(K-LOVE Closer Look) -- Fathers who are present in their child’s life improve the child's grades, decrease risk of drug use and help their child avoid criminal behavior. Whether you live with your kids' mom or not, research shows an involved father is irreplaceable.
So you wanna be a good dad. Now what? Click below to hear K-LOVE's Bob Dittman talk with the National Center for Fathering.
Dr. Ken Canfield believes no man can be the father he wants to be without the brotherhood of other dads – friends as teammates who can offer ideas and strategies for winning fatherhood. “You’re only as wise as the counsel around you,” says Canfield, who founded the National Center for Fathering.
Fathers.com provides free articles, blogs and training courses to educate men committed to providing more than basic food, clothes and shelter for their kids. Emotional and spiritual resources as well as practical how-tos are posted to help men determined to focus on fathering.
“We know in business, we know in work that you have goals you have you have to meet: well what’s your fathering plan?”

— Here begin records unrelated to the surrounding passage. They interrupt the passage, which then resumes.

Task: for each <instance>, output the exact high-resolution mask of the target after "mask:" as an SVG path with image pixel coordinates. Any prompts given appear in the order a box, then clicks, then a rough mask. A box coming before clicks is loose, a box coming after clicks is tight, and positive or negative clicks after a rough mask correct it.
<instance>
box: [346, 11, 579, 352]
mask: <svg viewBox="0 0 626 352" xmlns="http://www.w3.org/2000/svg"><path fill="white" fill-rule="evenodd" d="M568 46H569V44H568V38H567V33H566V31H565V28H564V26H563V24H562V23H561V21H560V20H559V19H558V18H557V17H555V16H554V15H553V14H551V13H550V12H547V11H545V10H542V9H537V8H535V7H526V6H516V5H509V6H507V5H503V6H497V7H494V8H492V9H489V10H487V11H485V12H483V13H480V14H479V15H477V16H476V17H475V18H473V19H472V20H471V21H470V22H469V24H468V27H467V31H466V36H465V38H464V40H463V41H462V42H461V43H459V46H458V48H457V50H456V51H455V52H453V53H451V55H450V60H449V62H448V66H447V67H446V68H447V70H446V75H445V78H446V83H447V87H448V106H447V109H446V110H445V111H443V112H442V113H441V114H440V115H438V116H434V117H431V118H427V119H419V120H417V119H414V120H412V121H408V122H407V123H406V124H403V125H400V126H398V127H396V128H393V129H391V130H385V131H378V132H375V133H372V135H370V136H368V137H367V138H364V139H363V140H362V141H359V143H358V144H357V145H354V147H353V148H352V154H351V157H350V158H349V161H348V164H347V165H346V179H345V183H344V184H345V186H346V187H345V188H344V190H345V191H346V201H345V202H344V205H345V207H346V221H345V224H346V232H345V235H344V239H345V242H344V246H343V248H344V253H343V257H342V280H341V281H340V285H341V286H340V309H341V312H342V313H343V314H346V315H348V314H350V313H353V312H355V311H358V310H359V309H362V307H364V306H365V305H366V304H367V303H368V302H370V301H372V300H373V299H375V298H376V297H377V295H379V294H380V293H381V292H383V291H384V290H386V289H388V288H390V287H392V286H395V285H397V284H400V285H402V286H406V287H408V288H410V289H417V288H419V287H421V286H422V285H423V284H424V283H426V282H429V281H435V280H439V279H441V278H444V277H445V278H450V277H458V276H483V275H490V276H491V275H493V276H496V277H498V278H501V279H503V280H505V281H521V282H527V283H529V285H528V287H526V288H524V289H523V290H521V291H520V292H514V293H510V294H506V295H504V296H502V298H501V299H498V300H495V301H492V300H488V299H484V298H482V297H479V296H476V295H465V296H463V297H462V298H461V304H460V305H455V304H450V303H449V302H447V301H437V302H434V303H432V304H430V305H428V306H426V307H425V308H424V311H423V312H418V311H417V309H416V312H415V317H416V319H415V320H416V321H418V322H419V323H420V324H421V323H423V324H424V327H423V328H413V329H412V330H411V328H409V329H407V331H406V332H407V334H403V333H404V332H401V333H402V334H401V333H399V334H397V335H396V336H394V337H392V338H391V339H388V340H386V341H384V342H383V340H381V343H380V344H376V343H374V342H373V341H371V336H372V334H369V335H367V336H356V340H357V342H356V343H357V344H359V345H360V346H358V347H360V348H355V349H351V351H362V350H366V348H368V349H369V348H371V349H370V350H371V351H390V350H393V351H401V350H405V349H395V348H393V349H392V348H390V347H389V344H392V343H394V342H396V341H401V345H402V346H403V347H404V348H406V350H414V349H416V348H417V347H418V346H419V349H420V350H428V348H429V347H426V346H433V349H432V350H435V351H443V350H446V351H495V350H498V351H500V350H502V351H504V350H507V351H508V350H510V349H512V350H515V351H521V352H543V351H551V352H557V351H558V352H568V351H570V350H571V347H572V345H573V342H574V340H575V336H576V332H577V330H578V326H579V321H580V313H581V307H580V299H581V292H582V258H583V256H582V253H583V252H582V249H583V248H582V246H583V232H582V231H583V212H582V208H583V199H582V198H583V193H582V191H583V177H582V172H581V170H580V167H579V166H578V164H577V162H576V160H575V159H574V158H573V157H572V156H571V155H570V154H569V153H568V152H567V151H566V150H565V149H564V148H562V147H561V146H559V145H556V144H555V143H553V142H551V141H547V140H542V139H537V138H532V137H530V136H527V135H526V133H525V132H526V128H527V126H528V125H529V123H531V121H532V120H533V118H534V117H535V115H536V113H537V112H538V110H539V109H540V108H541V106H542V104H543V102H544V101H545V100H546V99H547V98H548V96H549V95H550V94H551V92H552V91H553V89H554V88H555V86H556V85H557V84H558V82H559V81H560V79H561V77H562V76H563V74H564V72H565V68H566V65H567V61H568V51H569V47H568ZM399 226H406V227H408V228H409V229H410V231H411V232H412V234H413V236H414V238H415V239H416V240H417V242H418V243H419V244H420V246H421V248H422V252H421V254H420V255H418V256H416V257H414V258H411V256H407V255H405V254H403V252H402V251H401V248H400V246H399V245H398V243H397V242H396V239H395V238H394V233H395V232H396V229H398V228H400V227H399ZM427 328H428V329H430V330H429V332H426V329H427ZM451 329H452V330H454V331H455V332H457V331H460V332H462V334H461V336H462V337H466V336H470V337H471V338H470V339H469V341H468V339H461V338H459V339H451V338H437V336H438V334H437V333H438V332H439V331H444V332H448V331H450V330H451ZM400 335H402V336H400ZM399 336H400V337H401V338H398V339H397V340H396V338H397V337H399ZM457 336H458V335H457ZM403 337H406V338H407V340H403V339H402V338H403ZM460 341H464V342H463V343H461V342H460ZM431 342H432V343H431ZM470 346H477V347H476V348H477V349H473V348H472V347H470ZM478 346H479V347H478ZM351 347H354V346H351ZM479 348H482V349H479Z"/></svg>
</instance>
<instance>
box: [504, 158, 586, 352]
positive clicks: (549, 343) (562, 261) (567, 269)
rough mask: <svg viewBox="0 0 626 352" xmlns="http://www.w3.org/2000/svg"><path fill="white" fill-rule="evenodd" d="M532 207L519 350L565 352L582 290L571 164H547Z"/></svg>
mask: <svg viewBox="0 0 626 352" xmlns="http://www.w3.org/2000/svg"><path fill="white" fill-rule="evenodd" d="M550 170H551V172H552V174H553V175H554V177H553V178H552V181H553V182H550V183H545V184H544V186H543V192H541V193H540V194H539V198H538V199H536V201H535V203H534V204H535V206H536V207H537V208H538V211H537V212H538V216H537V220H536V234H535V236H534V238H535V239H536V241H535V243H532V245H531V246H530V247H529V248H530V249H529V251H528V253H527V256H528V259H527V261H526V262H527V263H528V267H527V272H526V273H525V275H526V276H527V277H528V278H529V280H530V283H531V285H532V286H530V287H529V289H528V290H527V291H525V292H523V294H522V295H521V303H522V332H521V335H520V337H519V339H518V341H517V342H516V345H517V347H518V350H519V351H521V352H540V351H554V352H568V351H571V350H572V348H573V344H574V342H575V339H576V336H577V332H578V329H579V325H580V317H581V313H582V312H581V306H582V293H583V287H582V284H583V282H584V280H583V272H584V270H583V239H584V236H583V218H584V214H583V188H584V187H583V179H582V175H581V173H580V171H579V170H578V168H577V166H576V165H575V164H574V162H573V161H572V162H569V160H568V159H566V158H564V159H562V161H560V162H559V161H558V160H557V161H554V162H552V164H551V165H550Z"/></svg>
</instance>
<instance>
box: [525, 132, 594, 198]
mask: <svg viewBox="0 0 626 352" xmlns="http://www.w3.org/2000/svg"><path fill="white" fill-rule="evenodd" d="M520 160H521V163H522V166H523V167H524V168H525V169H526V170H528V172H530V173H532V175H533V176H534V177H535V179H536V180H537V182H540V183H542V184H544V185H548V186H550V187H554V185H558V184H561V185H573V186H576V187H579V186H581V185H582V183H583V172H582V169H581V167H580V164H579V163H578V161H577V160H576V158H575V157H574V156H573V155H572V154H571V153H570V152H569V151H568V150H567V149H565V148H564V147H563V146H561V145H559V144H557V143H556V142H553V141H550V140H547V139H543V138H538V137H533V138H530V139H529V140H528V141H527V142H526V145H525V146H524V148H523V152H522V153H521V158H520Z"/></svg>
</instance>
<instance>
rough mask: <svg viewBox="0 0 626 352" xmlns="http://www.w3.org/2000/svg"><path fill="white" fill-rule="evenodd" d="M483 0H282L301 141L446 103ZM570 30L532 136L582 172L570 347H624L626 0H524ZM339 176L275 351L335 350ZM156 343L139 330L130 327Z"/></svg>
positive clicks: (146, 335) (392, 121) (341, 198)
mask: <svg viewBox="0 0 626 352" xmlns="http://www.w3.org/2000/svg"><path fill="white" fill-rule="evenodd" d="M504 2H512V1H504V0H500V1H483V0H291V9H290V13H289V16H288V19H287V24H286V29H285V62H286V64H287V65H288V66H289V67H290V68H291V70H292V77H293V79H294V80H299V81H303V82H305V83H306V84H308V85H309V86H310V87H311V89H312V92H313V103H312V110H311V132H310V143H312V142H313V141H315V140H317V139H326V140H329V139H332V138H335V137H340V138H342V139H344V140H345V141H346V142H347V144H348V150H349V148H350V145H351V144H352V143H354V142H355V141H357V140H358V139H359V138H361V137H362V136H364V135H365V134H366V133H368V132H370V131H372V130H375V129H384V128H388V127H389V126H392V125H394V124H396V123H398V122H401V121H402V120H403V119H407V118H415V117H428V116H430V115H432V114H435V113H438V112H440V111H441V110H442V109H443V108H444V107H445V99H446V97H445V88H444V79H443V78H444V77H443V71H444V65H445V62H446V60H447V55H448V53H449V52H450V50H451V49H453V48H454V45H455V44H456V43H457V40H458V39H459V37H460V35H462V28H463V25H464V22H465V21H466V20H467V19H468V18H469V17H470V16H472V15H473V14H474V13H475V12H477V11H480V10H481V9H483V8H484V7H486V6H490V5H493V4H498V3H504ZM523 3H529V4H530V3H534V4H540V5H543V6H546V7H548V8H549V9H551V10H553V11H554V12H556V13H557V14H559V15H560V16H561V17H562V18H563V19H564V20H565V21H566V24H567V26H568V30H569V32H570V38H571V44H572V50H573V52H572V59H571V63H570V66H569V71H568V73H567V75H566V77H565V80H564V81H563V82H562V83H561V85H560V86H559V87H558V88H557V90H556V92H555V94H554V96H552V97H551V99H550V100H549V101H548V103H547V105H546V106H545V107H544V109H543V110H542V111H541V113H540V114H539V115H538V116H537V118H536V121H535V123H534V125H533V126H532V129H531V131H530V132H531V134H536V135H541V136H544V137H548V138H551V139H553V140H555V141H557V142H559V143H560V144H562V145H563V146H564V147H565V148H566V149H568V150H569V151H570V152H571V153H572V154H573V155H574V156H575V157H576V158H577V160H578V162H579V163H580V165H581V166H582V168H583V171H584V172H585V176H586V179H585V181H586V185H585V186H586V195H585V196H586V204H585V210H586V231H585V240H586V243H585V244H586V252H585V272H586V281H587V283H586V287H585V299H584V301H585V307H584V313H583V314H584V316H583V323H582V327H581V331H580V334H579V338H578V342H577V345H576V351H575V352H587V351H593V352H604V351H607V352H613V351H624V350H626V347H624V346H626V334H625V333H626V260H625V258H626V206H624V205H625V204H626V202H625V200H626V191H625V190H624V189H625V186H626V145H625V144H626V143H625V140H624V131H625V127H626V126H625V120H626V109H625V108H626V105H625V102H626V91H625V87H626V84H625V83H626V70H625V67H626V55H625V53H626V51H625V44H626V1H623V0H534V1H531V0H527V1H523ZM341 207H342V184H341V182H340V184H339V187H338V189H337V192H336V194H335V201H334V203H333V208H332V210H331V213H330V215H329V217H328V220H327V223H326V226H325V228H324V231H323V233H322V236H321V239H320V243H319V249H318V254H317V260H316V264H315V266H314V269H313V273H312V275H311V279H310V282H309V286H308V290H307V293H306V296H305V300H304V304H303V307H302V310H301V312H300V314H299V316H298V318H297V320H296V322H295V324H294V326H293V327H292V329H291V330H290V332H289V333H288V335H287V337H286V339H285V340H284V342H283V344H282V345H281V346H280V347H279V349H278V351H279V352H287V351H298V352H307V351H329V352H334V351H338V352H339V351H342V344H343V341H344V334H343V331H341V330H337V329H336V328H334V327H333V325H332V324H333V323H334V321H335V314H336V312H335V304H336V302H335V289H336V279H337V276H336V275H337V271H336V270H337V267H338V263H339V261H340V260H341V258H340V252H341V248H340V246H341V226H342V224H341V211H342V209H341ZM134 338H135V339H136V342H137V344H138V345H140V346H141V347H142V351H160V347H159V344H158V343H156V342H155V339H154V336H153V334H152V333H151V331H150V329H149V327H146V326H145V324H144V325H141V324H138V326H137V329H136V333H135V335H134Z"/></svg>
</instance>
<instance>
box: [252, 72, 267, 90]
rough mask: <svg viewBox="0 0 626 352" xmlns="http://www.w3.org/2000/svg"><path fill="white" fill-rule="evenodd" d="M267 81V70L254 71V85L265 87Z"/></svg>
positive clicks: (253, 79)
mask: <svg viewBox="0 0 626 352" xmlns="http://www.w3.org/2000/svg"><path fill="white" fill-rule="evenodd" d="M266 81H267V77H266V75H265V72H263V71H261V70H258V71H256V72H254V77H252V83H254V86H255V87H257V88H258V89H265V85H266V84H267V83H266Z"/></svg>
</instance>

Embracing the role can be difficult for some men, particularly those who grew up without a dad -- or suffered at the hands of their own father. Canfield believes deliberately committing yourself to fathering your own children can bring healing to those feelings you had as a boy. “We need to see this privilege of being a dad as kind of a cleansing, a preparation for maturity into old age.”
And good news for non-custodial dads: research shows a man can impact his children whether he is married to their mother or not. Whatever time a father spends with his children makes a difference. His involvement can increase what is known as a child’s ‘resiliency score’ and can help both boys and girls develop essential problem-solving skills. “There’s no one that replaces that human touch, extending a blessing over your children, helping them go through a crisis -- like a dad.”